Updated on December 10, 2021
News came around the online world that Rupert Murdoch’s iPad-based daily newspaper, “The Daily,” is closing up shop, not having pulled in as many subscribers as they’d wanted. See NPR’s article on the rise and fall of the digital-paper-that-couldn’t.
As for why it couldn’t, every media outlet online’s speculating why. Overall, I’d agree with Mashable and a few other sites’ take on why “The Daily” failed (besides a generic sounding name… I keep wanting to add “Planet” at the end…):
- Being an iPad-only publication. As popular a tablet as the iPad is, not everyone owns one, and even those that do might want to read their news on their phone, a non-iOS device, or even their computers. Most digital magazines/newspapers/etc. are cross-platform, either via apps available for a variety of platforms (see Comixology, Barnes and Noble’s Nook, Amazon’s Kindle) or are Web-based. Apparently, “The Daily” realized this too late and tried expanding to the iPhone/Android, but it was for naught.

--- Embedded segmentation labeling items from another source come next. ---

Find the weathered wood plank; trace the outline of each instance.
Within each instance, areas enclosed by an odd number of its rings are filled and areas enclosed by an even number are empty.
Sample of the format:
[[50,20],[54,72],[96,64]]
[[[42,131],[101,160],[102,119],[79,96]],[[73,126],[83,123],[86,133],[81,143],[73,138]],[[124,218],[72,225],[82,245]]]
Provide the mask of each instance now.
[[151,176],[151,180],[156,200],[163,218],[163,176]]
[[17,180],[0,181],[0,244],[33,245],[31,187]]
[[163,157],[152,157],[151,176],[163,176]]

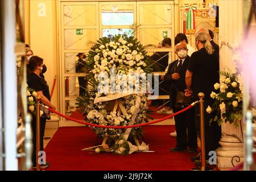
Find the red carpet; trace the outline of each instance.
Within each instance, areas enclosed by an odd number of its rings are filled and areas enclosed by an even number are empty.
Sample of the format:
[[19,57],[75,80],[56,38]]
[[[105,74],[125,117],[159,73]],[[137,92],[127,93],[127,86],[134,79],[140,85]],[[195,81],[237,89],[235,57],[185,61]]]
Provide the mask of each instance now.
[[174,126],[144,127],[144,142],[155,152],[135,152],[127,155],[82,151],[93,146],[96,136],[86,127],[60,127],[46,148],[46,159],[51,163],[47,170],[84,171],[172,171],[190,170],[190,161],[196,154],[170,152],[176,138],[169,135]]

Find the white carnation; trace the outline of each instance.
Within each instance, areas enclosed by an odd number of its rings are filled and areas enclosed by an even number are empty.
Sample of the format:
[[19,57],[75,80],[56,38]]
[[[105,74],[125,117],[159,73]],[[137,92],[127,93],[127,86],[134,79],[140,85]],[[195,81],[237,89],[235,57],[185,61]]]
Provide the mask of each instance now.
[[123,49],[118,48],[118,49],[117,49],[117,51],[115,51],[115,53],[118,55],[122,55],[122,54],[123,53]]
[[224,102],[222,102],[221,104],[220,104],[220,109],[221,112],[224,112],[225,111],[225,110],[226,109],[226,105]]
[[106,56],[108,56],[108,55],[109,55],[108,53],[105,52],[103,53],[103,57],[106,57]]
[[128,64],[129,65],[129,66],[130,66],[130,67],[133,66],[134,64],[133,64],[133,60],[129,61],[127,63],[128,63]]
[[216,97],[216,95],[217,94],[215,92],[212,92],[212,93],[210,93],[210,97],[212,97],[212,98],[214,98],[215,97]]
[[231,98],[231,97],[232,97],[233,95],[233,93],[232,93],[232,92],[228,92],[228,93],[226,94],[226,97],[228,97],[228,98]]
[[98,55],[95,55],[94,59],[94,61],[98,61],[100,59],[100,56]]
[[237,107],[237,106],[238,105],[238,102],[237,101],[233,101],[232,102],[232,105],[234,107]]
[[30,102],[33,102],[33,101],[34,101],[34,98],[33,98],[33,97],[29,97],[28,98],[27,98],[27,100],[28,101],[30,101]]
[[30,110],[32,112],[35,110],[35,107],[34,105],[30,105],[28,106],[28,109]]
[[234,88],[237,87],[237,83],[236,81],[234,81],[231,84],[231,85],[232,85],[232,86]]
[[122,38],[120,38],[118,39],[119,42],[123,42],[123,39]]
[[141,60],[141,55],[136,55],[135,60],[136,60],[136,61],[139,61]]
[[227,78],[226,80],[225,80],[225,82],[226,84],[229,84],[231,80],[230,78]]
[[36,97],[38,96],[38,94],[36,93],[36,92],[34,91],[32,93],[32,96],[33,96],[34,97]]
[[133,52],[131,52],[131,54],[133,55],[137,55],[138,54],[138,52],[136,50],[134,50],[133,51]]
[[105,48],[105,46],[104,46],[104,45],[101,45],[101,46],[100,46],[100,48],[101,49],[103,49],[104,48]]
[[111,41],[110,42],[109,42],[109,46],[110,47],[113,47],[115,44],[115,43],[114,42]]
[[210,107],[210,106],[208,106],[206,109],[206,111],[209,114],[210,114],[210,113],[212,113],[212,108]]
[[133,59],[133,55],[131,55],[130,53],[127,53],[127,55],[125,55],[125,57],[126,57],[126,59],[127,60],[130,60]]
[[221,92],[225,92],[226,88],[228,88],[227,85],[225,84],[222,84],[220,86],[220,91]]
[[214,85],[215,90],[218,90],[220,88],[220,84],[216,83]]

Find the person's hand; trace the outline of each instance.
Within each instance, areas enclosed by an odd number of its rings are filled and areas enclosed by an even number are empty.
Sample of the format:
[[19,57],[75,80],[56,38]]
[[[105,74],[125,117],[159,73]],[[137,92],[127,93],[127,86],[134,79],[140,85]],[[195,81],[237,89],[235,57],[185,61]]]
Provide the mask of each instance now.
[[192,92],[191,90],[189,90],[189,89],[185,89],[184,90],[185,92],[185,96],[186,97],[189,97],[192,95]]
[[173,73],[171,77],[172,80],[179,80],[180,78],[180,74],[177,73]]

- A lack of ability to share links to articles. The “New York Times” has a model of allowing unlimited reading of articles accessed via links from social media (Twitter, Facebook, etc.), but otherwise setting a limited number of articles read before hitting the site’s paywall. While other online news sites don’t have such paywalls, at least the “Times” allows its articles to be easily tied into social media. The same didn’t seem to be the case for “The Daily,” as a possible byproduct of its app-based nature. Maybe adapting the “Times” approach would’ve helped, if they didn’t want to take the everything-available-for-free-online approach.
- Forgetting that they are competing with the “New York Times,” CNN, NBC, NPR, and even sites like the “Huffington Post,” let alone specialty news sites/aggregators such as Flipboard, etc. Merely being based on an iPad and a daily publication isn’t sufficient enough when existing news outlets (and ones with ties to more credible news organizations than News Corp., frankly) are out there. If anything, being an iPad-only app surely harmed its ability to compete with the above papers.

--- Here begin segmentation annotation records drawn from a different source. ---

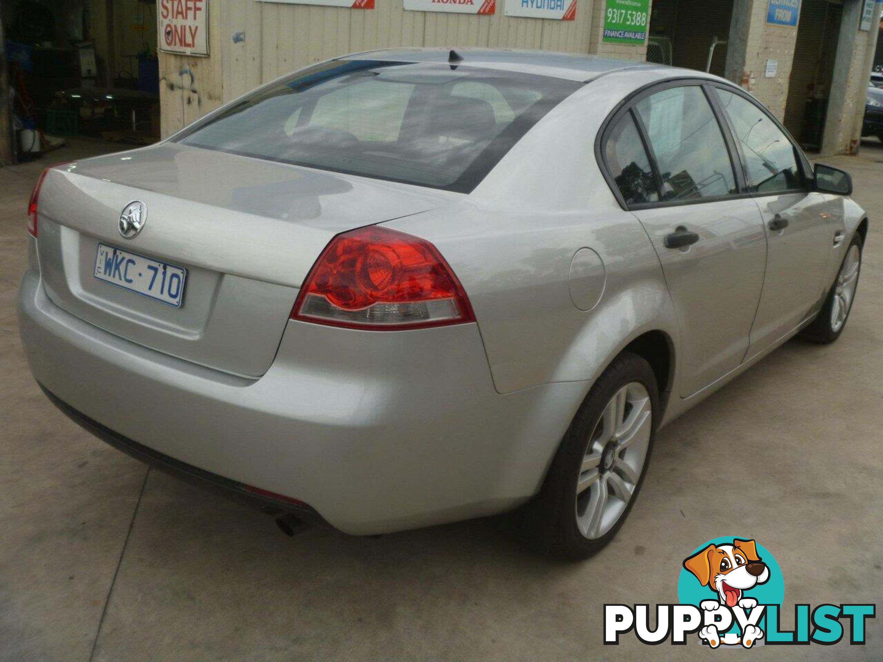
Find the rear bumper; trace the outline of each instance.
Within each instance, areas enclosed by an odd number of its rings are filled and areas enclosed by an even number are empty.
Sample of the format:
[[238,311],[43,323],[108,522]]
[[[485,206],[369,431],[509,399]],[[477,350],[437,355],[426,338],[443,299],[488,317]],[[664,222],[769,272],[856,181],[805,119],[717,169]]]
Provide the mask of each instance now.
[[377,333],[291,321],[252,380],[71,315],[33,267],[19,306],[34,376],[99,436],[208,482],[299,500],[348,533],[517,506],[539,489],[587,387],[497,394],[474,324]]
[[143,446],[137,441],[132,441],[131,439],[117,434],[98,421],[89,418],[89,417],[73,409],[73,407],[57,397],[55,394],[47,390],[42,384],[40,385],[40,387],[46,394],[46,397],[49,399],[49,402],[57,407],[64,416],[84,430],[92,433],[98,439],[109,444],[117,450],[123,451],[139,462],[143,462],[145,464],[170,474],[176,478],[190,483],[191,485],[223,494],[267,515],[276,517],[292,515],[311,524],[325,523],[319,513],[313,510],[308,504],[295,503],[293,501],[263,496],[253,490],[250,490],[249,485],[225,478],[223,476],[217,476],[209,471],[204,471],[199,467],[185,464],[183,462],[176,460],[174,457],[158,453],[153,448],[148,448],[147,446]]

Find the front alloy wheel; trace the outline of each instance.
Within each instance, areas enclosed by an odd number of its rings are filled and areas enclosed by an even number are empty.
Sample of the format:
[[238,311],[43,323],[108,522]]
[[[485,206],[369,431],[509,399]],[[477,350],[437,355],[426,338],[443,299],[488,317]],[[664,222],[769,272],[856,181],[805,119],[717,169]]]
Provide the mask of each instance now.
[[862,236],[856,233],[846,249],[837,278],[816,319],[801,333],[801,337],[819,344],[830,344],[843,333],[856,300],[856,289],[862,270]]
[[858,267],[862,263],[862,252],[857,244],[849,246],[843,266],[834,282],[834,301],[831,305],[831,330],[837,333],[846,324],[847,315],[858,286]]

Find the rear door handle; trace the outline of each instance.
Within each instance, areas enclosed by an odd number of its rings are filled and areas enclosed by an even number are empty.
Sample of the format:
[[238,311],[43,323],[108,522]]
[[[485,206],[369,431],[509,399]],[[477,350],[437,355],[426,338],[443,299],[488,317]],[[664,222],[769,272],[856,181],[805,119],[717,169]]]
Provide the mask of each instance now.
[[663,244],[666,248],[683,248],[699,240],[699,236],[695,232],[691,232],[683,225],[675,228],[675,231],[665,236]]
[[770,221],[770,229],[785,229],[785,228],[788,227],[788,222],[787,218],[777,214],[773,217],[773,220]]

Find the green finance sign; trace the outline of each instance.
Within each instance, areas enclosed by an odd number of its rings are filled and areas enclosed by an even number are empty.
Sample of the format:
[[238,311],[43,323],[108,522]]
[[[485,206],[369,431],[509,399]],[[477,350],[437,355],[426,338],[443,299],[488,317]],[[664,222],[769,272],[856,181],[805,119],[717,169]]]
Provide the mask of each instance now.
[[643,44],[650,23],[650,0],[607,0],[604,41]]

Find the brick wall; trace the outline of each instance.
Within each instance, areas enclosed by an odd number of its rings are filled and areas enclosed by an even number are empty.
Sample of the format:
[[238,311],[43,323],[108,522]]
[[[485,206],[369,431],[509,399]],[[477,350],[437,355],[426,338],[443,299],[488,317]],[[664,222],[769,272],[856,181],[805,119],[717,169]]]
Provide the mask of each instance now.
[[[766,25],[766,0],[754,0],[751,8],[751,26],[745,47],[743,80],[753,79],[753,85],[743,83],[751,89],[779,119],[785,117],[788,84],[794,62],[796,27]],[[777,60],[775,76],[766,78],[766,61]]]

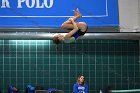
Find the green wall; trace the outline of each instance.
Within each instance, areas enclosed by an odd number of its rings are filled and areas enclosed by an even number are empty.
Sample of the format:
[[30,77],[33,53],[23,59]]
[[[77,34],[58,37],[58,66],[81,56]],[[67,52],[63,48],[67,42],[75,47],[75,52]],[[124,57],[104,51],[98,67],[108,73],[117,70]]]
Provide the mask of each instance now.
[[139,42],[85,40],[60,44],[49,40],[0,40],[0,90],[16,85],[41,85],[72,93],[79,74],[84,74],[90,93],[140,88]]

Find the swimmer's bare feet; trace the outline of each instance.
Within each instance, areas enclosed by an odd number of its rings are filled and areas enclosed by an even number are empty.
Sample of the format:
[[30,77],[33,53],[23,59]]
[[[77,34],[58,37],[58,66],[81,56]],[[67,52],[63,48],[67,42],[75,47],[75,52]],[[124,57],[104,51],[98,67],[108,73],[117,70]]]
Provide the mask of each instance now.
[[76,10],[72,10],[74,13],[74,16],[77,16],[77,11]]

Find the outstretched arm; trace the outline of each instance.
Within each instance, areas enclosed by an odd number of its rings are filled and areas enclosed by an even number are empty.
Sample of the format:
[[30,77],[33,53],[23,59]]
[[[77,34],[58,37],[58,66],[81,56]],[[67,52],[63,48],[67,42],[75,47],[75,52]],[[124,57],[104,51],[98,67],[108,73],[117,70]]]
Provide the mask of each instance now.
[[70,38],[78,30],[78,27],[77,27],[76,23],[74,22],[74,20],[72,18],[70,20],[73,25],[73,30],[71,30],[68,34],[65,35],[66,38]]

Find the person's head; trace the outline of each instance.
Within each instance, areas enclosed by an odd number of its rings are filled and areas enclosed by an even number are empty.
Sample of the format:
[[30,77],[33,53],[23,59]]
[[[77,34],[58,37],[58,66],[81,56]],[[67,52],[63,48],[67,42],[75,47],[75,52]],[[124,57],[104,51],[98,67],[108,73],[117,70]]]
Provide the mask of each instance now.
[[78,76],[77,83],[78,84],[85,84],[85,77],[84,77],[84,75],[79,75]]
[[55,36],[53,37],[53,42],[54,42],[55,44],[59,44],[59,43],[61,43],[63,40],[64,40],[64,36],[63,36],[63,35],[60,35],[60,34],[55,35]]

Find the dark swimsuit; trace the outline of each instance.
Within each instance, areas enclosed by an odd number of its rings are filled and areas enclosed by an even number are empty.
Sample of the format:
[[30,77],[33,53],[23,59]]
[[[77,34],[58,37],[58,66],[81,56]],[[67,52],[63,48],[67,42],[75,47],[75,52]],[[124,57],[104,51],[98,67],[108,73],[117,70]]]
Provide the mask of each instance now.
[[75,32],[72,37],[74,37],[75,39],[77,39],[79,36],[84,35],[88,30],[88,26],[86,28],[86,30],[84,32],[81,31],[81,29],[78,29],[77,32]]

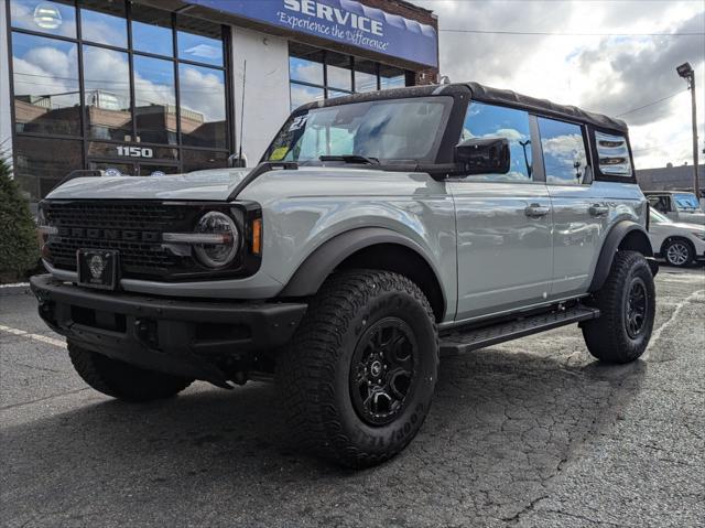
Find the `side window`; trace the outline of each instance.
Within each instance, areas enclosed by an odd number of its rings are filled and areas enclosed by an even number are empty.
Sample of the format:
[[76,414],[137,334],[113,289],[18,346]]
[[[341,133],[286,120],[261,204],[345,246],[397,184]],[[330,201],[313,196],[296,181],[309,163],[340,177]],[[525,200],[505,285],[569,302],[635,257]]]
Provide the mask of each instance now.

From the NPR and Mashable articles, it sounds like they’re folding the remaining “Daily” staff and resources into the “New York Post,” which is a well-known paper that already has an online presence, one not tied to a specific $500 tablet. Improving the “Post”‘s online (and mobile device) presence might’ve been a better path to take instead of starting up “The Daily” in the first place.